Hugo, EUA, 2011. Direção: Martin Scorsese. Roteiro: John Logan, baseado no livro de Brian Selznick. Elenco: Ben Kingsley, Asa Butterfield, Chloë Grace Moretz, Sacha Baron Cohen, Christopher Lee e Jude Law. Duração: 126 minutos.
Desde os primeiros debates sobre a teoria cinematográfica, muito se foi discutido sobre realidade vs. ficção, cinema-verdade vs. cinema-mentira e Lumiére vs. Méliès. Em Hugo, Scorsese não tem intuito de discutir quem foi o mais importante para o cinema, apesar de estar nas entrelinhas, aqui, a pretensão do diretor é se aventurar nos primórdios da história do cinema – assim, fazendo sua carta de amor para a arte que tanto ama e proporcionando uma experiência cinematográfica como poucas.
Escrito pelo eficiente John Logan (que já havia trabalhado com Scorsese em O Aviador ), a história giro em torno de Hugo Cabret, órfão que vive escondido numa estação de trem e guarda um autômato quebrado que foi a última lembrança deixada por seu pai, antes de morrer.
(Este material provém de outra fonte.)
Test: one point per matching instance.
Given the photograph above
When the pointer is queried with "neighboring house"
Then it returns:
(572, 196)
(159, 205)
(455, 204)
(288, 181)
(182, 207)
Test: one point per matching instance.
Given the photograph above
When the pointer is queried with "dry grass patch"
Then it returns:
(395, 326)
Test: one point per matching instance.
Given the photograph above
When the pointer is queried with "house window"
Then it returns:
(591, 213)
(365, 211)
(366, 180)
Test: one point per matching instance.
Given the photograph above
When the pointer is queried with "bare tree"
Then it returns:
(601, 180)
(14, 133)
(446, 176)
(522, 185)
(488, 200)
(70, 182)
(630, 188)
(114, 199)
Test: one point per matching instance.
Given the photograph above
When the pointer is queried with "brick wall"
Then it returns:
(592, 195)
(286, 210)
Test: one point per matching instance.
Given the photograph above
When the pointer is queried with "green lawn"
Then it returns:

Depois de perder um caderno que utilizava para consertar o robô, ele conhece Isabelle, uma jovem com quem faz amizade. Logo, Hugo descobre que ela tem uma chave com o tamanho exato da fechadura existente no robô e que falta para fazê-lo dar corda. É quando o robô volta a funcionar e leva os dois a resolver um antigo mistério sobre o avô de Isabelle, Papa Georges.
Mostrando sua adaptação com a tecnologia que aborda, Scorsese é certeiro ao criar grandes planos-seqüências em perseguições ou ambientações e utilizar grande profundidade de campo para nos introduzir em toda a extensão daqueles lugares – observe, por exemplo, como a estação parece gigantesca e como a casa de Méliès, principalmente a entrada, parece pequena (quase como se Hugo não fosse bem vindo naquele lugar). Da mesma forma, Scorsese é admirável tanto em dar o dinamismo às fugas e perseguições à Hugo (os cinco primeiros minutos devem ser meus preferidos), inclusive, brincando em utilizar o cachorro para vermos a ação em primeira pessoa, quanto nos planos plongée recorrentes na obra.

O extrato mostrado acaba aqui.